Yes, these extreme exercisers' risk was higher than ideal, but it was still way lower than the non-exercisers.
A lot of the peeps on these forums would love to know the truth here. I know I'm not gonna be 20 something forever. I wanna know if I could be like Haile Gebresalassie and dominate the local half-full marathons as an old fart or if I'd be better off sticking with an hour of whatever once this crazy sport chews me up and spits me out at 30-35.

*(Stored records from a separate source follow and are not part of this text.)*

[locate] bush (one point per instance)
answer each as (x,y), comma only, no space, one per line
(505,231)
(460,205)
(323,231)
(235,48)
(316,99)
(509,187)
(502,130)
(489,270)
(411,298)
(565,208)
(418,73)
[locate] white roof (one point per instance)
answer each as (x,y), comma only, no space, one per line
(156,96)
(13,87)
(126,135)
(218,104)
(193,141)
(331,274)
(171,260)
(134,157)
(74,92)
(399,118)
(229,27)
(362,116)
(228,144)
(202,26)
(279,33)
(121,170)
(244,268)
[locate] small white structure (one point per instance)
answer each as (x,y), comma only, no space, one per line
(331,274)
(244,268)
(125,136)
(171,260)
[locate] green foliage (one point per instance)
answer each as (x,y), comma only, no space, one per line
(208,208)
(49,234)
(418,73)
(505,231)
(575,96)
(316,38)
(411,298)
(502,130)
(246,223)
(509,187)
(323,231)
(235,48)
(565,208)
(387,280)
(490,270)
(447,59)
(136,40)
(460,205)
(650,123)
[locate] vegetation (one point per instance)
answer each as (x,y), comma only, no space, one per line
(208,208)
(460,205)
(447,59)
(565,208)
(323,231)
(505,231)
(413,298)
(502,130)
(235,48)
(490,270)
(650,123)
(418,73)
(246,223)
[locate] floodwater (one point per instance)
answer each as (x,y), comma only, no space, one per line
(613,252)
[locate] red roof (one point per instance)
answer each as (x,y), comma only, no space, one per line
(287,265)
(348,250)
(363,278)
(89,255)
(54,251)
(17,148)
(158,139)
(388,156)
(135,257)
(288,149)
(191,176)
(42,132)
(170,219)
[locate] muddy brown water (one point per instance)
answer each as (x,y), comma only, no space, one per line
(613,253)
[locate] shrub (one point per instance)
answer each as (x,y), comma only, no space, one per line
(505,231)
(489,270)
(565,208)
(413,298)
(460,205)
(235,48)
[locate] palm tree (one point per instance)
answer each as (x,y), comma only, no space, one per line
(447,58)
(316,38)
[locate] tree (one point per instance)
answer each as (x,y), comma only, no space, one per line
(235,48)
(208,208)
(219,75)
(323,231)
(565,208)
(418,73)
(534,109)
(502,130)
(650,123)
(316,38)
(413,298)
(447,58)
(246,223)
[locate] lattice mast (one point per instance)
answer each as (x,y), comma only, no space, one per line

Most are recovering drunks / druggies .
They gotta die some way .
Yes this and many older runners were overweight/unhealthy when they were in their 20's 30's, even 40's, when their doctor said to get healthy or die.
Even for long time runners, there was a belief back in the day that if whatever you ate you would burn- many runners felt "immune", so to speak, from the dangers of unhealthy food.
If the hard miles don't get me, it will probably be the 10 gallons of Kroger diet red pop I consume every week. (more in the summer)
A book titled "The Haywire Heart" was just released and is the first to examine the potential negative effects high end endurance training can have on the heart. The author is a cyclist and I think most of the book is from the perspective of a cycling, but is applicable to running nonetheless. There is a long excerpt from the intro on Amazon that provides a pretty good picture of the argument the author will make.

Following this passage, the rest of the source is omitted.